When it comes to questions, they don't come any harder than "what is life?" But the Genesis accounts, scientific pursuits and philosophical traditions all share an intuition that information is somehow involved in the transition from being to living. I recall, for example, David Chalmers saying in an interview that "information is the difference that makes a difference." Bearing that in mind, this passage from a book I'm reading really leapt off the page.
If any local system of molecules can draw matter and energy from the environment into a cellular structure, can regenerate and reproduce itself, and can retain information and evolve, most scientists today would consider it alive. One paper [at a 2003 artificial life conference] pointed up another difference between life and its absence. Nonliving chemical reactions that are driven by thermodynamics (heat) explore the possibilities open to them in an ergodic fashion - that is, by process in which every exploratory sequence is the same. Life, on the other hand, explores its possibilities through evolution. It accumulates information - first in the genes, then in memory - to help guide its search own narrower and more productive paths....
As these perspectives merge, much of A-Life seems itself to be narrowing in on a common theme: How and when did information come to dominate the energetic processes of the physical worlds, and in doing so give rise to life?
These words are from a chapter on thought and artificial life in Pulse, a book on "machines and systems inspired by living things." Author Robert Frenay describes the search for thinking machines and an understanding of the moment when matter ceases simply to be and jolts to life. Complexity characterizes the former while convergence would describe the latter.

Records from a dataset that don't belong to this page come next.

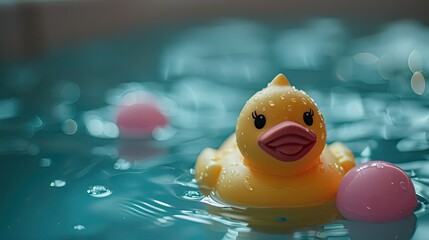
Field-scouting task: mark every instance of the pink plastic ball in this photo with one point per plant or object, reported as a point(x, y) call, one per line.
point(139, 120)
point(376, 192)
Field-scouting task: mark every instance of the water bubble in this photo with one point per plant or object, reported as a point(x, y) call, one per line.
point(403, 185)
point(79, 227)
point(99, 191)
point(192, 195)
point(247, 185)
point(418, 83)
point(58, 183)
point(69, 127)
point(122, 164)
point(365, 58)
point(415, 61)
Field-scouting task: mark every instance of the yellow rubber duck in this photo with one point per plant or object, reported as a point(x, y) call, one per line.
point(278, 156)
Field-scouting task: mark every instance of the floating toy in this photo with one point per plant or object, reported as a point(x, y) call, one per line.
point(278, 156)
point(376, 191)
point(139, 120)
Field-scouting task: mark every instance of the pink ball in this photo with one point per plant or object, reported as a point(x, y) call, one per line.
point(376, 192)
point(140, 119)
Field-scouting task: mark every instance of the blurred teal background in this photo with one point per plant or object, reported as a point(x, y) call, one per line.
point(67, 66)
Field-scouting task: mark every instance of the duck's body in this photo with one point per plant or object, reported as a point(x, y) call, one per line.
point(278, 156)
point(223, 173)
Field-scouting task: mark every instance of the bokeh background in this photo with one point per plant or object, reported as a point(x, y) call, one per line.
point(70, 170)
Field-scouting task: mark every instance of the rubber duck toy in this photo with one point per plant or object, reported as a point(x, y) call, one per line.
point(278, 156)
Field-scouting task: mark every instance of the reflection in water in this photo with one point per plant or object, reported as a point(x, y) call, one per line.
point(371, 90)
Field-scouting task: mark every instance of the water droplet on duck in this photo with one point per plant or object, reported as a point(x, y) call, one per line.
point(403, 185)
point(192, 195)
point(58, 183)
point(99, 191)
point(247, 185)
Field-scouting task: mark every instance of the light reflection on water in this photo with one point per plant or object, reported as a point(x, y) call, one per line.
point(118, 188)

His comparison of digital colonies, which move about and have their being in computing devices and on screens, and cellular automata, which bumped about in the pre-Cambrian era, was unexpected and particularly interesting to someone like me, who has an information technology background.
That accumulated information, the experience of our bodies, somehow results in sentience. If we do not have bodies, but, rather, we are bodies, then consciousness does not make use of internal representations or the manipulation of a private internal language as maintained by some. That really would be too much like the computer metaphor. It seems to me that consciousness in that case is representation. And still inexplicable.